Fuzzy controller-driven pattern search optimization for a DC-DC boost converter to enhance photovoltaic MPPT performance.

作者信息

Abdolrasol Maher G M, Tiong Sieh Kiong, Ker Pin Jern, Ansari Shaheer, Ayob Afida, Shuaibu Hassan Abdurrahman, Busaidi Ahmed Said Al, Ustun Taha Selim

机构信息

Institute of Sustainable Energy, Universiti Tenaga Nasional, Kajang, 43000, Malaysia.

Faculty of Engineering and Technology, Sunway University, Bandar Sunway, Petaling Jaya, 47500, Malaysia.

出版信息

Sci Rep. 2025 Sep 5;15(1):32376. doi: 10.1038/s41598-025-16255-3.

Abstract

This article demonstrates maximum power point tracking (MPPT) using a DC-DC boost converter. It introduces an intelligent control technique with fuzzy-based pattern search (PS) optimization for the MPPT controller, enhancing energy conversion efficiency. The fuzzy-PS approach is further refined with PA optimization. A comprehensive performance evaluation compares it with various optimization algorithms. The controller is tested under changes in irradiance and temperature, showing its performance against the Perturb and Observe (P&O) algorithm. The fuzzy controller is optimized to provide the best membership functions (MFs) using PS optimization, particle swarm optimization (PSO), and genetic algorithm (GA), with root mean square error (RMSE) as the objective function.

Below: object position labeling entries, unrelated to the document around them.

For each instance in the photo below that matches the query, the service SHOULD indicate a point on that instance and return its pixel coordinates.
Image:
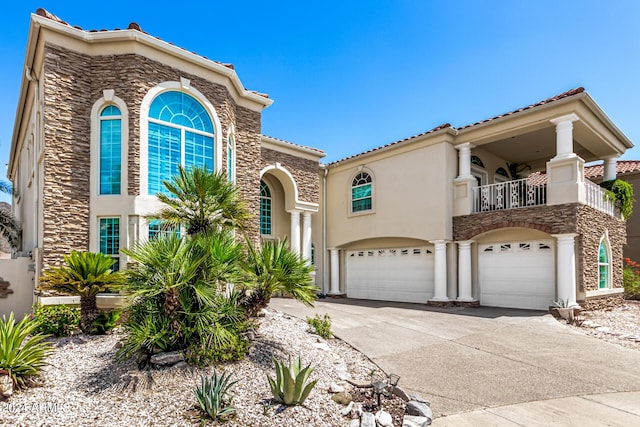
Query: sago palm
(203, 201)
(85, 275)
(273, 267)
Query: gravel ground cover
(85, 386)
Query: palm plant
(275, 268)
(22, 351)
(86, 274)
(202, 200)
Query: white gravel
(85, 386)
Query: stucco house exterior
(445, 217)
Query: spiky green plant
(290, 386)
(212, 393)
(86, 274)
(22, 352)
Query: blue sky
(347, 76)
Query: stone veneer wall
(73, 82)
(589, 223)
(304, 171)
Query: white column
(610, 168)
(440, 271)
(306, 235)
(464, 271)
(564, 136)
(464, 160)
(294, 237)
(566, 268)
(335, 272)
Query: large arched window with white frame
(604, 264)
(181, 132)
(110, 150)
(361, 193)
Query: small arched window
(361, 194)
(110, 149)
(265, 209)
(604, 264)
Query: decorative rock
(384, 419)
(368, 420)
(335, 388)
(419, 408)
(342, 398)
(413, 421)
(6, 384)
(167, 359)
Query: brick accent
(72, 83)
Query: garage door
(517, 274)
(397, 274)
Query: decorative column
(564, 136)
(306, 236)
(440, 272)
(294, 237)
(566, 268)
(335, 272)
(464, 271)
(610, 168)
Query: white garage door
(517, 274)
(399, 274)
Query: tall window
(361, 192)
(180, 133)
(230, 158)
(110, 239)
(265, 209)
(110, 149)
(604, 265)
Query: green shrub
(290, 385)
(106, 321)
(22, 351)
(58, 320)
(321, 325)
(212, 395)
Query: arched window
(265, 209)
(361, 194)
(604, 264)
(180, 133)
(110, 149)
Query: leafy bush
(212, 393)
(321, 325)
(58, 320)
(22, 351)
(631, 279)
(105, 321)
(290, 385)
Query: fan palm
(203, 201)
(86, 274)
(275, 268)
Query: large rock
(167, 359)
(413, 421)
(368, 420)
(419, 408)
(384, 419)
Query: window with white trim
(181, 132)
(361, 193)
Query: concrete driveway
(470, 359)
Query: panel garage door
(517, 274)
(399, 274)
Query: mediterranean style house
(447, 216)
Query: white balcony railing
(508, 195)
(596, 199)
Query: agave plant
(290, 385)
(212, 394)
(22, 352)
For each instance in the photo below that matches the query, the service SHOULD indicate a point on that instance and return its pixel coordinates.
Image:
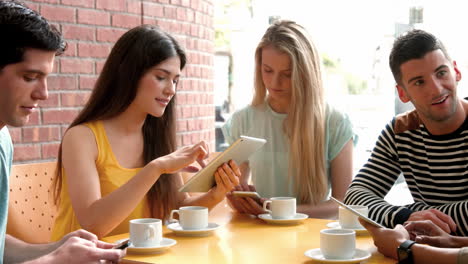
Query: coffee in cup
(339, 244)
(281, 207)
(348, 220)
(145, 232)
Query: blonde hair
(305, 123)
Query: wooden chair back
(31, 209)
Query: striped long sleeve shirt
(434, 167)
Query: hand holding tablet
(239, 151)
(363, 217)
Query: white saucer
(178, 230)
(297, 219)
(316, 254)
(165, 244)
(359, 231)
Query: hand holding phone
(122, 245)
(363, 217)
(253, 195)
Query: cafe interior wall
(91, 27)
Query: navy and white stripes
(434, 167)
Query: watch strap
(405, 255)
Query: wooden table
(247, 239)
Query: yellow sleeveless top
(111, 177)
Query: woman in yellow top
(118, 159)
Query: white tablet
(239, 151)
(363, 217)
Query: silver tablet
(239, 151)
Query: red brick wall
(90, 28)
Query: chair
(31, 209)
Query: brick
(39, 134)
(186, 139)
(93, 17)
(82, 3)
(134, 7)
(179, 140)
(78, 32)
(50, 150)
(150, 9)
(195, 138)
(185, 3)
(15, 133)
(125, 21)
(34, 118)
(26, 152)
(52, 101)
(74, 99)
(59, 116)
(70, 51)
(99, 66)
(181, 14)
(112, 5)
(73, 65)
(170, 12)
(59, 13)
(195, 4)
(190, 16)
(44, 1)
(181, 125)
(109, 34)
(60, 82)
(175, 27)
(87, 82)
(151, 21)
(93, 50)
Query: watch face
(402, 254)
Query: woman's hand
(245, 205)
(181, 159)
(226, 177)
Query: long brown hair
(305, 122)
(138, 50)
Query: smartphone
(363, 217)
(123, 245)
(253, 195)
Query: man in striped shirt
(428, 145)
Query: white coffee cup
(338, 244)
(191, 217)
(281, 207)
(145, 232)
(348, 220)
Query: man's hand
(426, 232)
(387, 240)
(445, 222)
(78, 250)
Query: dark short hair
(415, 44)
(22, 28)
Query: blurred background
(354, 39)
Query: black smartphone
(123, 245)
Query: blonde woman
(309, 144)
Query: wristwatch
(405, 255)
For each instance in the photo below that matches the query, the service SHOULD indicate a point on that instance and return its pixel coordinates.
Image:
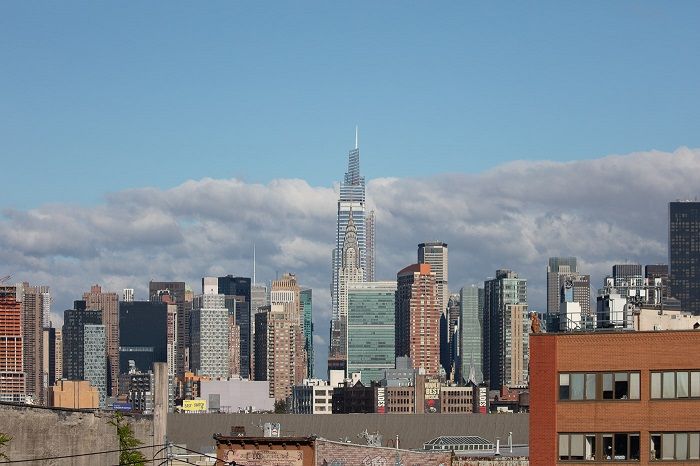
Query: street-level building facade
(598, 397)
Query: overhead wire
(77, 455)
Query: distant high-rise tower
(371, 246)
(435, 254)
(95, 359)
(351, 199)
(286, 292)
(128, 295)
(306, 296)
(505, 330)
(684, 254)
(471, 323)
(371, 329)
(241, 288)
(33, 308)
(176, 293)
(108, 304)
(12, 382)
(566, 284)
(417, 317)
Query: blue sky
(97, 97)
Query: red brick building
(12, 382)
(418, 317)
(615, 396)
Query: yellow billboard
(194, 405)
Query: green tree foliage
(4, 440)
(127, 442)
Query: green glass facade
(307, 313)
(371, 329)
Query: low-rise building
(314, 396)
(74, 394)
(237, 396)
(608, 396)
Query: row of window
(676, 384)
(599, 386)
(624, 446)
(626, 385)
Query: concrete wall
(340, 454)
(197, 430)
(47, 432)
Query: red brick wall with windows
(600, 352)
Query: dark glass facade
(240, 288)
(74, 321)
(143, 334)
(684, 254)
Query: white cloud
(517, 215)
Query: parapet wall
(39, 432)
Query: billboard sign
(122, 406)
(381, 400)
(194, 406)
(432, 396)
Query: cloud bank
(604, 211)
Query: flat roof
(459, 440)
(613, 332)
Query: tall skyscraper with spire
(351, 204)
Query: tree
(4, 440)
(127, 442)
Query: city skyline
(299, 241)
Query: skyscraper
(417, 317)
(286, 292)
(435, 254)
(241, 288)
(306, 296)
(74, 322)
(350, 272)
(371, 328)
(684, 254)
(108, 304)
(128, 295)
(351, 199)
(566, 284)
(276, 344)
(371, 246)
(505, 329)
(143, 336)
(471, 333)
(95, 359)
(12, 382)
(34, 305)
(49, 368)
(174, 293)
(210, 336)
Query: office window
(621, 446)
(675, 446)
(678, 384)
(599, 386)
(573, 447)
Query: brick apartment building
(610, 396)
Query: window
(599, 386)
(674, 385)
(675, 446)
(620, 446)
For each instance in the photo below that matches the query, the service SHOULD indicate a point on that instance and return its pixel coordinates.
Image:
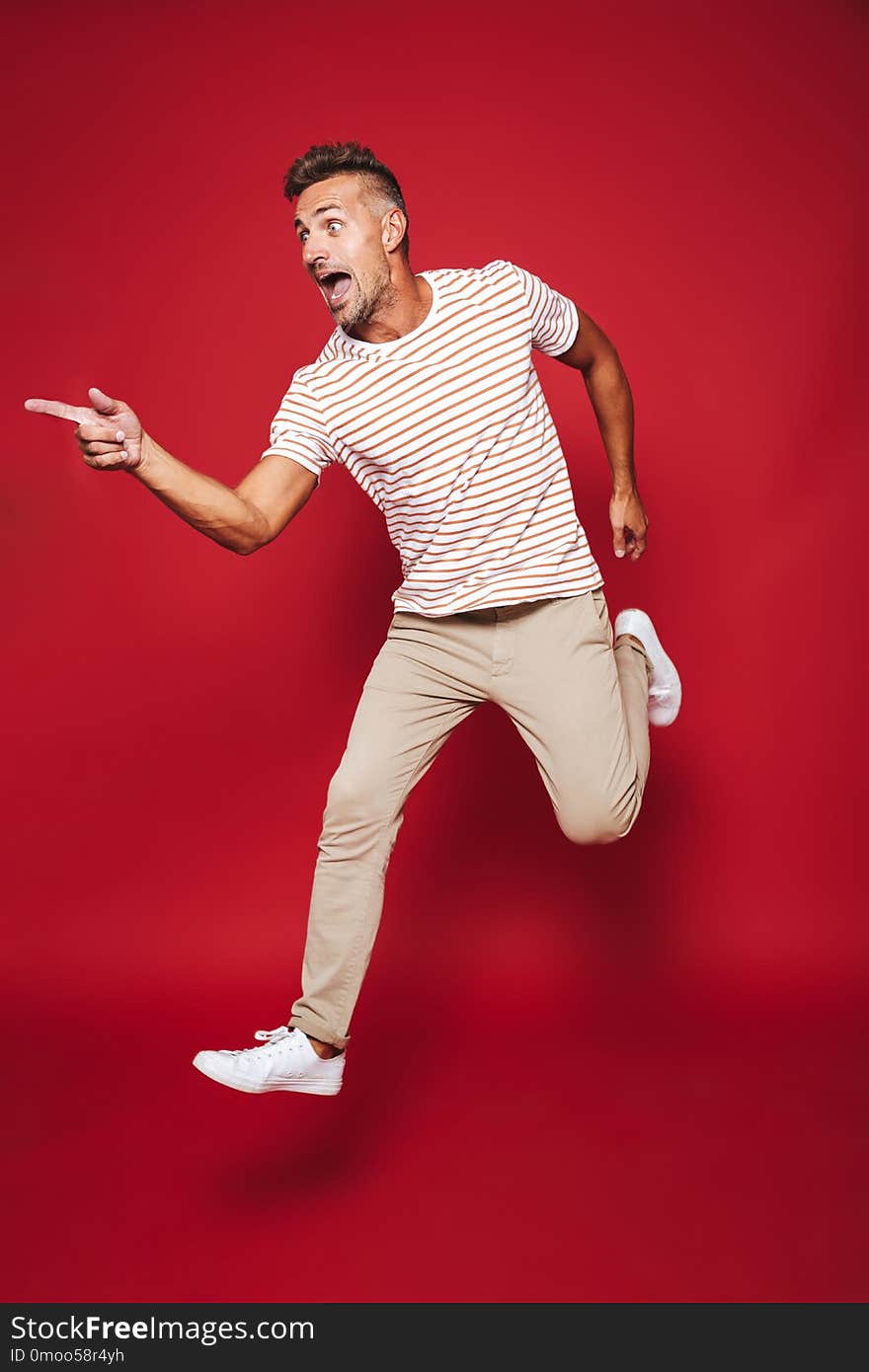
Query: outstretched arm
(242, 519)
(594, 355)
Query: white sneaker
(285, 1062)
(665, 685)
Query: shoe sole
(306, 1088)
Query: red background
(622, 1073)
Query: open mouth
(335, 285)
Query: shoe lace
(268, 1034)
(274, 1034)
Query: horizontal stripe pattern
(447, 431)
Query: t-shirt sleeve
(298, 429)
(555, 320)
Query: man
(426, 391)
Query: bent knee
(356, 798)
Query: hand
(109, 435)
(629, 524)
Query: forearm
(202, 501)
(614, 409)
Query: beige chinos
(580, 703)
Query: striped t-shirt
(447, 431)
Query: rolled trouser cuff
(317, 1030)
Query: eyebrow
(322, 210)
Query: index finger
(78, 414)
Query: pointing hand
(109, 433)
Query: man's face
(342, 240)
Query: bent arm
(596, 357)
(240, 519)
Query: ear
(394, 225)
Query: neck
(408, 303)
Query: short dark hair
(326, 159)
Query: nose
(312, 252)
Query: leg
(581, 704)
(411, 704)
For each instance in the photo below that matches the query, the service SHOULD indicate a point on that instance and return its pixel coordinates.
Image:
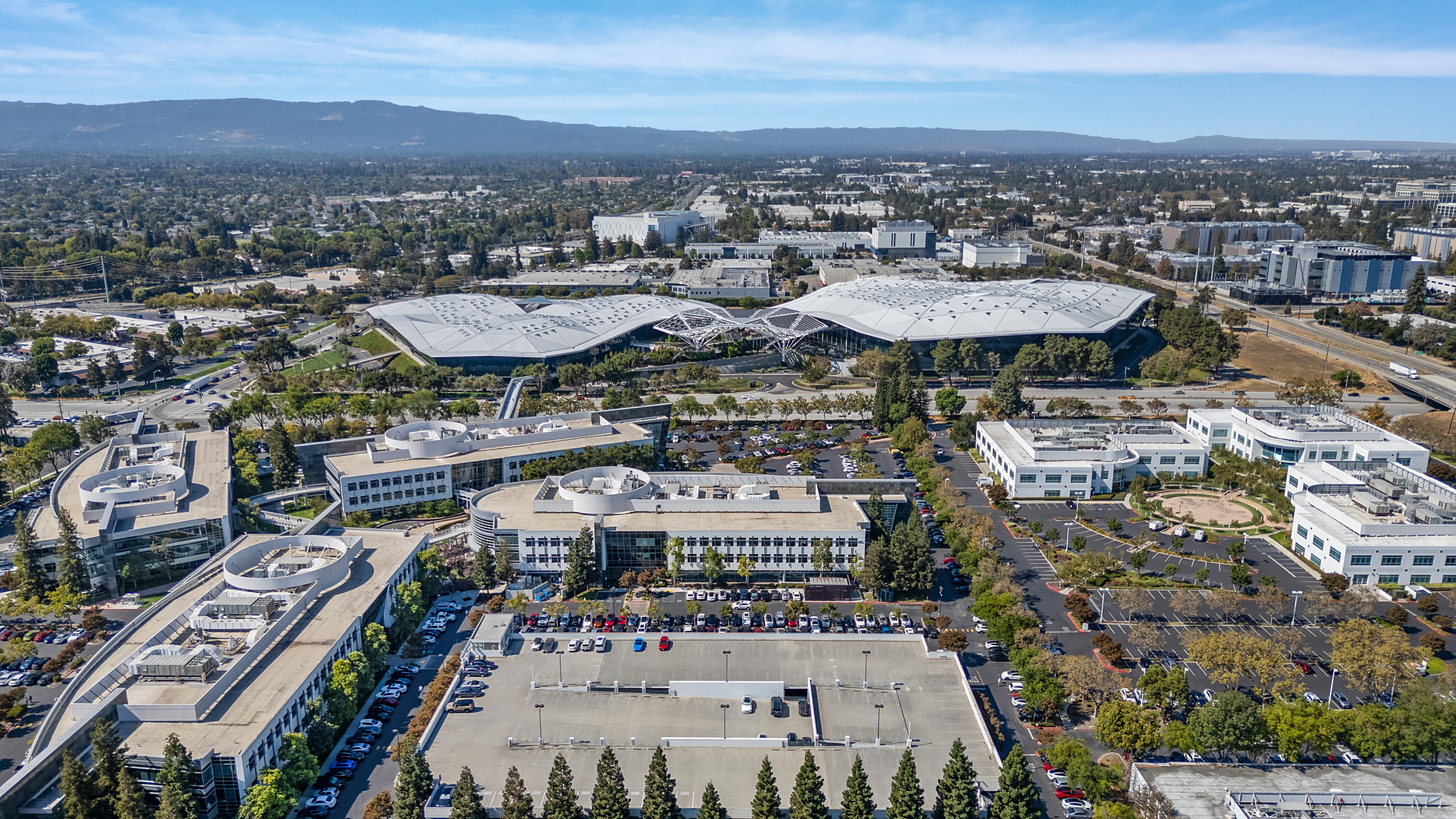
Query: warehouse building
(1049, 458)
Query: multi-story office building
(1342, 267)
(774, 521)
(148, 506)
(228, 662)
(903, 239)
(1203, 238)
(1294, 435)
(635, 226)
(1374, 522)
(430, 461)
(1082, 458)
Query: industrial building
(775, 521)
(1292, 435)
(1343, 269)
(162, 496)
(1082, 458)
(432, 461)
(1374, 522)
(228, 661)
(669, 225)
(725, 279)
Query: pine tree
(659, 793)
(956, 792)
(561, 796)
(414, 786)
(858, 802)
(1015, 795)
(108, 768)
(807, 801)
(465, 802)
(711, 808)
(69, 569)
(484, 570)
(516, 801)
(609, 799)
(906, 798)
(79, 793)
(766, 795)
(175, 777)
(129, 802)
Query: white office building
(1294, 435)
(666, 224)
(1375, 522)
(1082, 458)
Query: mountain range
(171, 126)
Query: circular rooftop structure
(605, 490)
(134, 483)
(286, 563)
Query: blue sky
(1148, 70)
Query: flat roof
(930, 703)
(1200, 790)
(209, 476)
(276, 678)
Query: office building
(980, 253)
(775, 521)
(1374, 522)
(725, 279)
(1082, 458)
(1342, 269)
(148, 506)
(903, 239)
(1203, 238)
(228, 662)
(1292, 435)
(433, 461)
(635, 226)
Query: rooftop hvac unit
(1371, 503)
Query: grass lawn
(321, 362)
(375, 343)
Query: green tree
(465, 801)
(766, 795)
(906, 796)
(414, 783)
(561, 796)
(660, 790)
(1015, 795)
(858, 801)
(807, 799)
(956, 792)
(711, 808)
(516, 801)
(609, 798)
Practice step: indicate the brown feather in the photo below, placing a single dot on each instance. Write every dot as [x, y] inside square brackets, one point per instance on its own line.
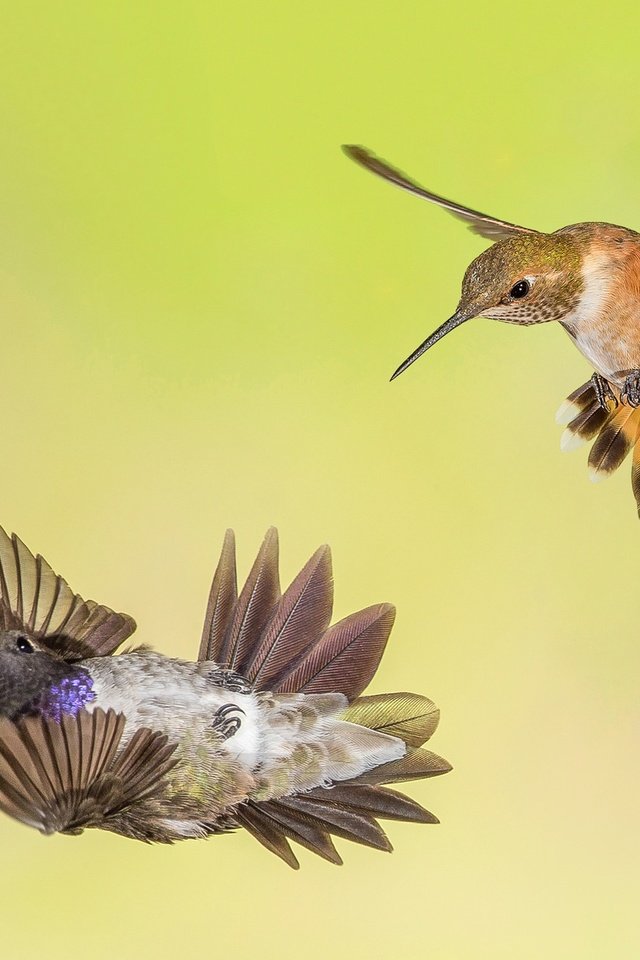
[489, 227]
[302, 830]
[255, 606]
[66, 776]
[337, 820]
[299, 621]
[345, 659]
[374, 801]
[267, 833]
[584, 426]
[35, 599]
[223, 597]
[614, 441]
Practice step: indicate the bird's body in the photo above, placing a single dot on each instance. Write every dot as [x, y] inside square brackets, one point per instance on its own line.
[586, 276]
[251, 734]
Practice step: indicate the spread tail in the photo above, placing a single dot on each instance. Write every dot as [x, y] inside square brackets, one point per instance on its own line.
[351, 808]
[615, 431]
[282, 642]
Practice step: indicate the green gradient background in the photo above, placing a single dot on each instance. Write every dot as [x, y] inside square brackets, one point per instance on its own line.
[202, 301]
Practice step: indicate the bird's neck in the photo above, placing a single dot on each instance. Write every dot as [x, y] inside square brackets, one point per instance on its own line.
[66, 696]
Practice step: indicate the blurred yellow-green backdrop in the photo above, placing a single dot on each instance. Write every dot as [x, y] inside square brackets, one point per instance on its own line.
[201, 303]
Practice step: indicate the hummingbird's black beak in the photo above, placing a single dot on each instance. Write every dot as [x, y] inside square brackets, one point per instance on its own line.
[459, 317]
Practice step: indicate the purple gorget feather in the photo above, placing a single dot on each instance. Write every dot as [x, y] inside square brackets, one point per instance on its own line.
[66, 697]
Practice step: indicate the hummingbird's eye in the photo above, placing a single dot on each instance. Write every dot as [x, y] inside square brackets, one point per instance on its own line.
[520, 290]
[23, 645]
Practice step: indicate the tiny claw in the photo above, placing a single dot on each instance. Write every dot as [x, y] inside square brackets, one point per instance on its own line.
[630, 393]
[604, 392]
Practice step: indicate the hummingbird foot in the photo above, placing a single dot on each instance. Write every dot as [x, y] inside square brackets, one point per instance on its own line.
[630, 393]
[603, 390]
[226, 722]
[230, 680]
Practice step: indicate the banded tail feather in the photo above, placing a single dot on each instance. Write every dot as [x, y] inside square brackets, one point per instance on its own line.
[614, 430]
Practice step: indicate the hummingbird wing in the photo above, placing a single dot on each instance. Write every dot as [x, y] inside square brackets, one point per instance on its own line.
[63, 777]
[283, 643]
[489, 227]
[35, 599]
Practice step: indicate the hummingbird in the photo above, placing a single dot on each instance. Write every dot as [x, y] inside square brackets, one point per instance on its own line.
[268, 730]
[585, 276]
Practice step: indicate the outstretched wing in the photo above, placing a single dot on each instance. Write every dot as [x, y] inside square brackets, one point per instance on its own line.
[35, 599]
[63, 777]
[489, 227]
[283, 643]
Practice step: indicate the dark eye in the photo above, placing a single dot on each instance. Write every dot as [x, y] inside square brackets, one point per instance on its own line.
[520, 290]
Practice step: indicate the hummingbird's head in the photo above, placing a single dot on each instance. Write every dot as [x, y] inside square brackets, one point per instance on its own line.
[525, 279]
[27, 670]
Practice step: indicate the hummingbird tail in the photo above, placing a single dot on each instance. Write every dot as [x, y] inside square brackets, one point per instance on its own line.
[615, 430]
[350, 809]
[283, 642]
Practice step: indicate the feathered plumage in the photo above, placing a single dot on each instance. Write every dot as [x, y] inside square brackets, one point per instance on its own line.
[615, 430]
[585, 276]
[267, 730]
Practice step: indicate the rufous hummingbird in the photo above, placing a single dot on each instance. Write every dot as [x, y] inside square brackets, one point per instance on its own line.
[587, 277]
[267, 730]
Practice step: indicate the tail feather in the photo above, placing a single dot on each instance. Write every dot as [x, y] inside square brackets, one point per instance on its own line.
[284, 643]
[614, 441]
[351, 808]
[302, 830]
[576, 402]
[616, 430]
[584, 427]
[409, 716]
[375, 801]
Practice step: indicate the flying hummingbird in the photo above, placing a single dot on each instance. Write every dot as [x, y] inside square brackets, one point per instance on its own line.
[587, 277]
[267, 730]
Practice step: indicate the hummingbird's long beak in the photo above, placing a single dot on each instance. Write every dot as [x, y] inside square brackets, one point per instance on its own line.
[460, 316]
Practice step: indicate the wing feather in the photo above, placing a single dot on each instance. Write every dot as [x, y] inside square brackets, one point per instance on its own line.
[481, 223]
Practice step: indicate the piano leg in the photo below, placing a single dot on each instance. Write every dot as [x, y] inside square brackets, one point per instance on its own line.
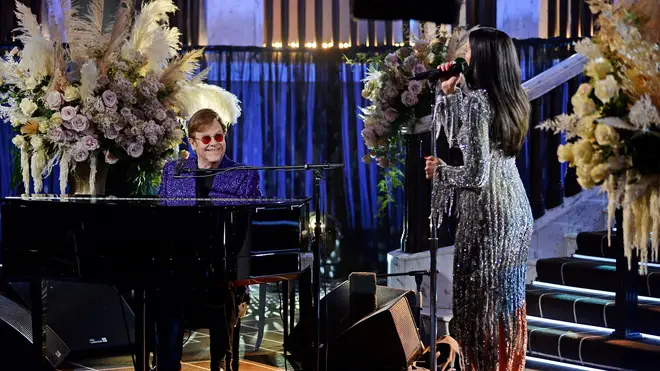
[39, 298]
[306, 313]
[236, 344]
[285, 310]
[142, 357]
[292, 305]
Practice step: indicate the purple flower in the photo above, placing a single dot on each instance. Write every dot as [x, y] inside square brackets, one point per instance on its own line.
[169, 124]
[89, 142]
[109, 98]
[409, 99]
[381, 128]
[111, 132]
[72, 71]
[54, 100]
[110, 158]
[418, 68]
[420, 45]
[369, 136]
[391, 114]
[160, 115]
[103, 81]
[68, 113]
[79, 123]
[136, 130]
[383, 162]
[135, 149]
[56, 135]
[392, 60]
[410, 62]
[139, 114]
[70, 135]
[80, 154]
[415, 87]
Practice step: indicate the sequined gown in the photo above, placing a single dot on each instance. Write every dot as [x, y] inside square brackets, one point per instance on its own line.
[492, 238]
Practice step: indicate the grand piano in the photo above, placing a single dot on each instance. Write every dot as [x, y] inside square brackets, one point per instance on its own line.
[144, 244]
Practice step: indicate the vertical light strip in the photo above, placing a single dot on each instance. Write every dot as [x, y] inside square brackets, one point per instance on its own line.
[277, 23]
[294, 35]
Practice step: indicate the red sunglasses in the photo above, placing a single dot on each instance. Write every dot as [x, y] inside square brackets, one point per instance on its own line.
[206, 139]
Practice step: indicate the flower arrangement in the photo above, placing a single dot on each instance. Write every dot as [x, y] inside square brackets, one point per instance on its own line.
[398, 102]
[84, 96]
[615, 124]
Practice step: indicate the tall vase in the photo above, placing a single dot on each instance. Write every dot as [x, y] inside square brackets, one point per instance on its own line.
[79, 179]
[417, 191]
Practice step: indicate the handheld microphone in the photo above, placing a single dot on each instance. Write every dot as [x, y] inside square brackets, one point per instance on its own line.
[179, 167]
[455, 70]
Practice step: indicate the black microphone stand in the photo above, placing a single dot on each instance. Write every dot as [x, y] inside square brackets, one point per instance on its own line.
[433, 244]
[419, 277]
[316, 247]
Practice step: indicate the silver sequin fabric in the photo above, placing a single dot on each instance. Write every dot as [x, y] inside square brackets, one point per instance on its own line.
[494, 232]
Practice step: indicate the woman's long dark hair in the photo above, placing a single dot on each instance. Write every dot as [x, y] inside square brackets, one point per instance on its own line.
[494, 67]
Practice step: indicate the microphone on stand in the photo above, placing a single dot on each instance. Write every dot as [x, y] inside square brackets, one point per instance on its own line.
[434, 75]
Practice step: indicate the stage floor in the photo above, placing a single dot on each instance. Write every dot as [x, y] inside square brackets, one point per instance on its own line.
[196, 356]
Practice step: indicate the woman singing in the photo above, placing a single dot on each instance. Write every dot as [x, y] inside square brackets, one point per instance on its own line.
[488, 121]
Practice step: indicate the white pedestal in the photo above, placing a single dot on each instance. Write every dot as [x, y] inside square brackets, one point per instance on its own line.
[400, 262]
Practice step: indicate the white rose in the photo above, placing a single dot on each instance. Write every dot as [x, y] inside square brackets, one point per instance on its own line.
[71, 93]
[599, 173]
[36, 142]
[31, 83]
[54, 100]
[584, 89]
[43, 127]
[607, 89]
[587, 48]
[565, 153]
[28, 107]
[582, 105]
[18, 141]
[606, 135]
[599, 68]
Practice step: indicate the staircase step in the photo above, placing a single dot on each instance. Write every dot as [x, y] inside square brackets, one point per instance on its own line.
[542, 364]
[593, 309]
[590, 346]
[596, 275]
[596, 244]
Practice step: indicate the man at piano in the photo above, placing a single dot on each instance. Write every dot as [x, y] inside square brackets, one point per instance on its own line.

PS optimization outperforms other algorithms. The fuzzy-PS optimization achieves the lowest RMSE of 0.6861 after 100 iterations, while fuzzy-GA and fuzzy-PSO reach RMSEs of 1.257 and 0.9454, respectively. The proposed fuzzy-PS MPPT controller effectively adapts to irradiance and temperature variations, achieving maximum power outputs up to 74.48 kW and Comparative evaluations revealed an average MPPT efficiency of 99.7%, demonstrating superior tracking performance compared to the P&O algorithm.

摘要

本文展示了使用DC-DC升压转换器的最大功率点跟踪(MPPT)。它介绍了一种用于MPPT控制器的基于模糊模式搜索(PS)优化的智能控制技术,提高了能量转换效率。模糊PS方法通过PA优化进一步完善。进行了全面的性能评估,并将其与各种优化算法进行比较。在光照和温度变化的情况下对控制器进行了测试,展示了其相对于扰动观察(P&O)算法的性能。使用PS优化、粒子群优化(PSO)和遗传算法(GA),以均方根误差(RMSE)为目标函数,对模糊控制器进行优化以提供最佳隶属函数(MF)。PS优化优于其他算法。模糊PS优化在100次迭代后实现了最低RMSE为0.6861,而模糊GA和模糊PSO分别达到RMSE为1.257和0.9454。所提出的模糊PS MPPT控制器有效地适应光照和温度变化,实现了高达74.48kW的最大功率输出,比较评估显示平均MPPT效率为99.7%,表明与P&O算法相比具有卓越的跟踪性能。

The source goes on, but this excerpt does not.